LLMs and the Future of Conversation Analysis
Perhaps one of the larger bridges between traditional ML/NLP and modern language AI is the traditional, intent-based chatbot; a model with an explicitly defined set of categories of user input it is trained to detect. While possibly soon to be anachronistic, the level of reliability in category detection and its production of a predetermined output gives it some advantage over pure LLM chatbots (as of May 2024).
Outside of the obvious chatbot-esque interactions that OpenAI has made famous, one of the major advantages of developing LLMs is their ability to enrich existing data. In customer service for example, hundreds of thousands of transcripts between users and chatbots or human agents can be organized and analyzed by things like sentiment, user frustration, user effort expended, which topics are resolved most appropriately, and many more dimensions besides. Dashbot introduces this kind of data enrichment in its data transformation pipeline, which is why it's possible to view your customer interactions by broad (or specific) semantic categories as well as project metrics like CSAT across your entire data - all analyses based on data that never existed prior to the enrichment portion of the pipeline.
The transformer-based architecture of LLMs has also rippled across lesser known domains: in the field of gene editing, the new OpenCRISPR-1 was open-sourced after leveraging LLMs “trained on biological diversity at scale…” They claim to “demonstrate the first successful precision editing of the human genome with a programmable gene editor designed with AI.” At least for now, LLMs are outshining more traditional ML approaches in multiple fields.
General expectations of LLM development in the future imagine that wherever language exists digitally, language models may interact with humans or with each other. Multimodality is one of the major additions to LLM advancement, where LLMs can reference and ‘understand’ images.
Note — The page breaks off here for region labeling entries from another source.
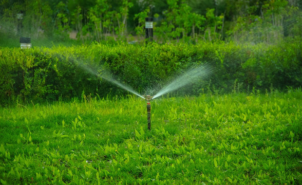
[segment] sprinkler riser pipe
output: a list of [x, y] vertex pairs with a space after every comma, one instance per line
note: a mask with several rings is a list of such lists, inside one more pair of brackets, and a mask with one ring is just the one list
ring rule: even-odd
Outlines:
[[151, 105], [150, 102], [147, 103], [147, 118], [148, 120], [148, 130], [151, 130]]

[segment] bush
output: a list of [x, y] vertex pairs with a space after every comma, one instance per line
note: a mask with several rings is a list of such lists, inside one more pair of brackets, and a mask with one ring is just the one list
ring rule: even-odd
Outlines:
[[70, 100], [83, 92], [100, 97], [126, 95], [100, 78], [107, 73], [140, 94], [152, 94], [191, 66], [205, 63], [214, 69], [210, 77], [200, 84], [188, 85], [182, 94], [198, 94], [204, 89], [230, 92], [272, 87], [282, 90], [301, 86], [301, 51], [298, 41], [271, 46], [220, 42], [1, 48], [0, 103]]

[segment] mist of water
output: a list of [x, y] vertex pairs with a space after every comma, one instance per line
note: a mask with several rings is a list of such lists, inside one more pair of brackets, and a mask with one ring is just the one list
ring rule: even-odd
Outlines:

Modern phones already have the ability to perform image search, but truly multimodal systems will allow higher degrees of search and questioning. Feats like passing the bar exam may suggest deeper possibility for personalized care in fields like psychology or teaching, since these models will develop greater domain knowledge, deeper memory, and more sophisticated analyses of personal interactions. Finally, inference time will go down as compute becomes more efficient, enabling more private (hopefully), on-device, or cloud-based interactions with AI.